Teacher: Svend Sparre Geertsen
While giving lectures to 150 students, Svend found that a serious barrier to participation was that the students did not want to expose their potential lack of knowledge to their peers. The student-response system (SRS), which uses so-called clickers, makes it possible for all students to participate anonymously.
As part of Svend’s participation in the Teaching and Learning in Higher Education Programme (Universitetspædagogikum), he investigated the use and challenges of student-involvement activities in large classes. You can read the results of his investigation here: “Evaluating the Use of a Student-Response System in High-Enrolment Anatomy Lectures”.

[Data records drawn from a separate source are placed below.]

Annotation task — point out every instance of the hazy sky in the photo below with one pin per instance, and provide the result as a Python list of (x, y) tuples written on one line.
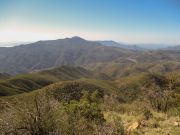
[(134, 21)]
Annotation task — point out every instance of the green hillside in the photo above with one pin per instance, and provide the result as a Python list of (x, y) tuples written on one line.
[(140, 104), (28, 82)]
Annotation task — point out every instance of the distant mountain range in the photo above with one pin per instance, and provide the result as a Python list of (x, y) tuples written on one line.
[(75, 51), (116, 44)]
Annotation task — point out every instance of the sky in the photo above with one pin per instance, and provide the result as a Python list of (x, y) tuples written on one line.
[(131, 21)]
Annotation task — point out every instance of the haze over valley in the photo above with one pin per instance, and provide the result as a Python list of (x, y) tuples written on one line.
[(89, 67)]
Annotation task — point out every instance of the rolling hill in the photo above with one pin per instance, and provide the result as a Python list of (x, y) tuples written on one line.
[(48, 54), (32, 81)]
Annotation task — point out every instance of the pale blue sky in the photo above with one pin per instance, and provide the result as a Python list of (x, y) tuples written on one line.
[(133, 21)]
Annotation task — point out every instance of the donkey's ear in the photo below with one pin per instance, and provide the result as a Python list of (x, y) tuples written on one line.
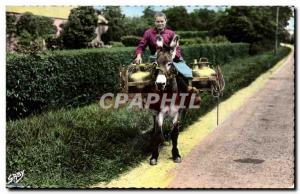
[(159, 41), (174, 41)]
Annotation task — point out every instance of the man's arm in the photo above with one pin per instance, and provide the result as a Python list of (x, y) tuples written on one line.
[(141, 48)]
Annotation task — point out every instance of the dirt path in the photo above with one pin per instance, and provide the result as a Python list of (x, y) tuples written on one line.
[(254, 148)]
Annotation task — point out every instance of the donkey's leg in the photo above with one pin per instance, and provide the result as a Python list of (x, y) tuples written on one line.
[(157, 139), (174, 135)]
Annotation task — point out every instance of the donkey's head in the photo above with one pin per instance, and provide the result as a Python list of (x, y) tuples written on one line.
[(165, 55)]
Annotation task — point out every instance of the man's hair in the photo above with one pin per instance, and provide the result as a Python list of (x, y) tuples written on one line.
[(160, 14)]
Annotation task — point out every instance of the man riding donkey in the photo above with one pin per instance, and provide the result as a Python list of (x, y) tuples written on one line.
[(159, 38)]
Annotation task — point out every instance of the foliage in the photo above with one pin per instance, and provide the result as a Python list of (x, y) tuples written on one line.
[(116, 44), (177, 18), (130, 40), (252, 24), (31, 31), (80, 28), (192, 41), (82, 146), (116, 24), (192, 34), (202, 19), (135, 26), (148, 15), (77, 77), (11, 21)]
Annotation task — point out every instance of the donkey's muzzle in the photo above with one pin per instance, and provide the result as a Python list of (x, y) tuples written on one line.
[(161, 82)]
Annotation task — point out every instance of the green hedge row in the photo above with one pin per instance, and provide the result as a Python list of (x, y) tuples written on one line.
[(82, 146), (78, 77), (130, 40), (192, 34), (193, 41)]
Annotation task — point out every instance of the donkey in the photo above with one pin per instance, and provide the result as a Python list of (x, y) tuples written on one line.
[(166, 85)]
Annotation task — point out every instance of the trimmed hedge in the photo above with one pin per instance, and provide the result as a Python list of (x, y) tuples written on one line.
[(193, 41), (78, 77), (192, 34), (130, 40), (82, 146)]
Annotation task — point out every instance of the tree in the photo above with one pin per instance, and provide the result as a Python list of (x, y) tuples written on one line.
[(202, 19), (251, 24), (80, 28), (148, 15), (10, 30), (115, 24), (135, 26), (32, 30), (178, 18)]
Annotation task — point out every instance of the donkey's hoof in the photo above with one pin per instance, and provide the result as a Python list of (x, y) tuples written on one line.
[(177, 159), (153, 161)]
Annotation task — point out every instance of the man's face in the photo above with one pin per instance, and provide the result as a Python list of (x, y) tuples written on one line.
[(160, 23)]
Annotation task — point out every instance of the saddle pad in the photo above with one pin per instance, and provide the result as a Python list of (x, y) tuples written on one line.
[(182, 68)]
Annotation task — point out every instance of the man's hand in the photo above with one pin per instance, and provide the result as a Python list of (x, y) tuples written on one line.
[(138, 59)]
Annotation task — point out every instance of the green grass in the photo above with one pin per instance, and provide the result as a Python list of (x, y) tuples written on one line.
[(82, 146)]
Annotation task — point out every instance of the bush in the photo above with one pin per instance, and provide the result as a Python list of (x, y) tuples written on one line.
[(192, 34), (130, 40), (193, 41), (116, 44), (80, 28), (77, 147), (78, 77)]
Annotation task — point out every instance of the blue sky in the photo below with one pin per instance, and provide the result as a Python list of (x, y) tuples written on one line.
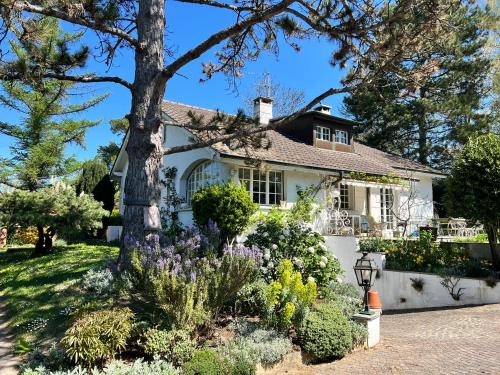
[(187, 25)]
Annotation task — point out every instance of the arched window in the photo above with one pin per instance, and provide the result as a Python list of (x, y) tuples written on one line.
[(204, 174)]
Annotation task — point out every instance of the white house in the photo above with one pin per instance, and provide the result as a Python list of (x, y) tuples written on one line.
[(360, 189)]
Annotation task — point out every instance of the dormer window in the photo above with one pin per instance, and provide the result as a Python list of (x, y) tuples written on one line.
[(323, 133), (341, 136)]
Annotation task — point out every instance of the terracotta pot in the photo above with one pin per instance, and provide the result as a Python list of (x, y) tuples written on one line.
[(374, 299)]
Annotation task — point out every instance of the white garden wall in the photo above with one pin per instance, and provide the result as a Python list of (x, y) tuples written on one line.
[(395, 287)]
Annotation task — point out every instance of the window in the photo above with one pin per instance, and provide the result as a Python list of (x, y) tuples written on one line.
[(206, 173), (344, 197), (386, 203), (341, 136), (264, 187), (323, 133)]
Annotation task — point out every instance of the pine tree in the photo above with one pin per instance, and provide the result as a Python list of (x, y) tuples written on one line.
[(431, 121), (45, 129)]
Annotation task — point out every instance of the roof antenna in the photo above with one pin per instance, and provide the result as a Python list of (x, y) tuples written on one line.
[(265, 87)]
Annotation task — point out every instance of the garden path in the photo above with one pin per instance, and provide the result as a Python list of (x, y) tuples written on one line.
[(451, 341), (8, 361)]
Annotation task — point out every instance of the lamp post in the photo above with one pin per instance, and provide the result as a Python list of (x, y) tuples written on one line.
[(365, 270)]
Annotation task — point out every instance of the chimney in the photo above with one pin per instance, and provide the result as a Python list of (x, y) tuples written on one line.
[(263, 109), (323, 108)]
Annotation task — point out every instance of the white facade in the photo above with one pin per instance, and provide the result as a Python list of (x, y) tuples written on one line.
[(363, 199)]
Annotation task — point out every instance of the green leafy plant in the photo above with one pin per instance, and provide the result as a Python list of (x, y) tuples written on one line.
[(98, 335), (228, 205), (281, 237), (206, 362), (288, 299), (175, 345), (472, 188), (55, 210), (325, 333)]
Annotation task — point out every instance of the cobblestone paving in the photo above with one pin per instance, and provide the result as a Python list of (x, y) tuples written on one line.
[(452, 341)]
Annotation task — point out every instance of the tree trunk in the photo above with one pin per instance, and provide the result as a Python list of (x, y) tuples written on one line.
[(39, 246), (492, 232), (144, 148), (423, 153)]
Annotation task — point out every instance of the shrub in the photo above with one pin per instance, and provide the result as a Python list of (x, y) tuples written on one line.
[(288, 298), (206, 362), (229, 205), (281, 237), (325, 333), (98, 281), (188, 282), (98, 335), (175, 345), (266, 346), (116, 367)]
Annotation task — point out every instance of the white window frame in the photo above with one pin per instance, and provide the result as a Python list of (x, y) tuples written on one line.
[(204, 174), (340, 136), (323, 133), (386, 205), (344, 196), (261, 196)]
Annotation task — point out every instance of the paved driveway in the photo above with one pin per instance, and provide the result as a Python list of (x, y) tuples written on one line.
[(453, 341)]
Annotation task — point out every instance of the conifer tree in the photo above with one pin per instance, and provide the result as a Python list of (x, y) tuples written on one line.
[(45, 127), (430, 121)]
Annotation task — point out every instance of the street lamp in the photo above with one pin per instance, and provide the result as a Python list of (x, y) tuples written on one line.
[(365, 270)]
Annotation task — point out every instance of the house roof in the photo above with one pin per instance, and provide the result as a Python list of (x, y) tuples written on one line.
[(289, 151)]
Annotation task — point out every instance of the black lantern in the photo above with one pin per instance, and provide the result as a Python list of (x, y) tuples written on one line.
[(366, 271)]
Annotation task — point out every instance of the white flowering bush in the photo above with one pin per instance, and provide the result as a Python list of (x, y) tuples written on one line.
[(281, 237)]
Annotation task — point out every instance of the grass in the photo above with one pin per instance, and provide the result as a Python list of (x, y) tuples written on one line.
[(40, 293)]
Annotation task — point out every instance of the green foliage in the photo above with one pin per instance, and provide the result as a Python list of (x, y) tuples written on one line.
[(54, 359), (325, 333), (453, 99), (348, 300), (115, 367), (189, 288), (472, 187), (44, 130), (288, 299), (262, 345), (175, 345), (98, 335), (206, 362), (251, 298), (229, 205), (44, 289), (98, 281), (58, 209), (283, 237)]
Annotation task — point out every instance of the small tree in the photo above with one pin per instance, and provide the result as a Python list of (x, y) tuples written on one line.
[(55, 210), (229, 206), (473, 188)]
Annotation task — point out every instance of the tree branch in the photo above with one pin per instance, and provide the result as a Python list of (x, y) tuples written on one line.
[(64, 77), (218, 4), (51, 12), (252, 131), (222, 35)]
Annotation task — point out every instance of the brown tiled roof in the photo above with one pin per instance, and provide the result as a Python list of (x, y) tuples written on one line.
[(288, 151)]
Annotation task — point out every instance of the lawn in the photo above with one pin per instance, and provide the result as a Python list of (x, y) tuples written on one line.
[(40, 293)]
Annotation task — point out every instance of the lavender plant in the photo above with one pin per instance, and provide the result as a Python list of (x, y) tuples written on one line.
[(188, 281)]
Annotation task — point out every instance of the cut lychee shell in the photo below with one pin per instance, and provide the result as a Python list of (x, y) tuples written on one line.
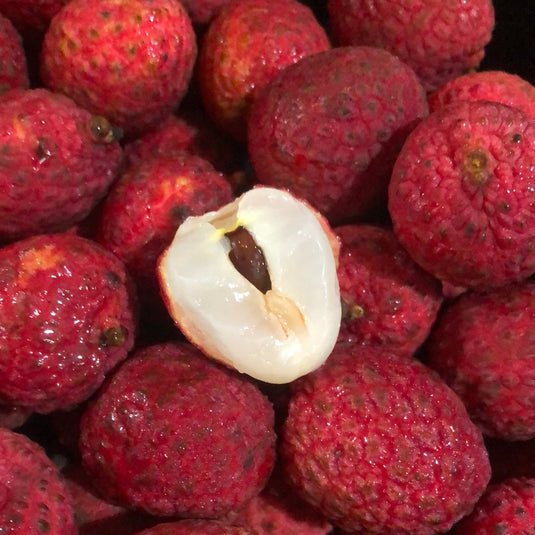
[(254, 285)]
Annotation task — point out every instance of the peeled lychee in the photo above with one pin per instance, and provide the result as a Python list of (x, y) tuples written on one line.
[(254, 285)]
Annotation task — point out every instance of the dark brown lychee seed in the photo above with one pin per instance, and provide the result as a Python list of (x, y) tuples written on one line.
[(248, 258)]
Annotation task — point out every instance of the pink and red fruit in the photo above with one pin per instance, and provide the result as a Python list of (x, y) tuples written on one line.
[(245, 46), (380, 444), (31, 16), (190, 132), (35, 499), (195, 527), (506, 508), (387, 299), (496, 86), (460, 196), (482, 346), (140, 215), (173, 433), (95, 516), (328, 128), (128, 60), (13, 65), (57, 162), (439, 40), (68, 317), (277, 509)]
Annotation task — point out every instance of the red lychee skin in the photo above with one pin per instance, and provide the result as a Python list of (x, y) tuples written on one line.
[(460, 196), (190, 132), (68, 317), (144, 208), (57, 162), (95, 516), (13, 66), (506, 508), (128, 60), (329, 127), (482, 346), (380, 445), (195, 527), (31, 15), (173, 433), (496, 86), (34, 497), (439, 40), (277, 509), (245, 46), (388, 300)]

He found SRS to be a great solution and has used it often since then. The software he uses is Shakespeak, which is free for all UCPH teachers. Shakespeak is a tool that is integrated in PowerPoint and allows you to ask your audience questions via your PowerPoint presentation, which they can answer in real time via SMS or web browsers on their smartphones or tablets. As a teacher, you can see their responses live on your PowerPoint presentation.
What was your motivation?
The aim was to try to activate the students in their learning. “The most common form of teaching in University settings, lectures, are often criticised for leaving the students as passive recipients of knowledge and being too tedious to hold their attention”, Svend explains.
“I wanted a tool that could help me activate the students, so they would be an active part of the class and not fall asleep.” Svend was also reminded of his own time studying anatomy, when it could be difficult to stay awake the whole lecture.
How did you get started?
Svend was about to give lectures to 150 students and could see the challenges of keeping the students active and on-topic.
He had heard about the SRS tools and was looking for the right software when a workshop at the IT Learning Centre was announced. He was inspired by Ian Bearden, who had used clickers in his classes. He also learned about Shakespeak and decided to try it out.
Trying out the tool became part of a project in the Teaching and Learning in Higher Education Programme, where he also had the chance to evaluate the use of SRS in his class.
How did it go?
It was surprisingly easy for Svend to use the software. The real challenge seems to be to formulate the right questions. “Designing the questions is challenging. The magic happens when you’re using the tool right, and part of that is asking great questions”, Svend explains.
The students have no trouble finding out how to vote.
What was the outcome for you - and the students?
The tool makes the students more active in class. “They’re more concentrated because they know in a moment they’ll have to use their knowledge. They’re invested in the class because they have to make decisions about the questions that are asked.”
And the students are happy. In the student evaluation of Svend’s course (in the form of a questionnaire to which 97 students responded), the feedback was very positive:
“99% of the respondents liked the quizzes, while 88% felt that they helped them remember the content of the lectures. About 55% believed that the quizzes influenced how they studied after a lecture and 72% felt better prepared for the exam” (Geertsen, “Evaluating the Use of a Student-Response System in High-Enrolment Anatomy Lectures”).
The system provides a nice break from the traditional one-way communication in large classroom lectures, but it also seems that the students remember the content better because they have to reflect both before and after voting, Svend emphasises. “Actually they may be learning the most when they answer the quiz questions wrongly”, he adds.
The break in the one-way communication also benefits Svend as a teacher. With Shakespeak or similar software, you can get an idea of what the students understand and what you have to go through one more time – or let the students explain the material to one another, which often works well.
How much time did you spend on it?
Svend explains that he has spent more time implementing the system than necessary, because it started as part of the Teaching and Learning in Higher Education Programme. “But you can help anyone get started in less than an hour.”
He is aware that the quizzes take time away from other things during the classes, but he is convinced that they are worth it because they add to the students’ learning outcomes.
Svend suggests that you think about the kind of questions you want to ask. As noted, coming up with great questions is the hard part. To this end he recommends the workshops available at the University of Copenhagen.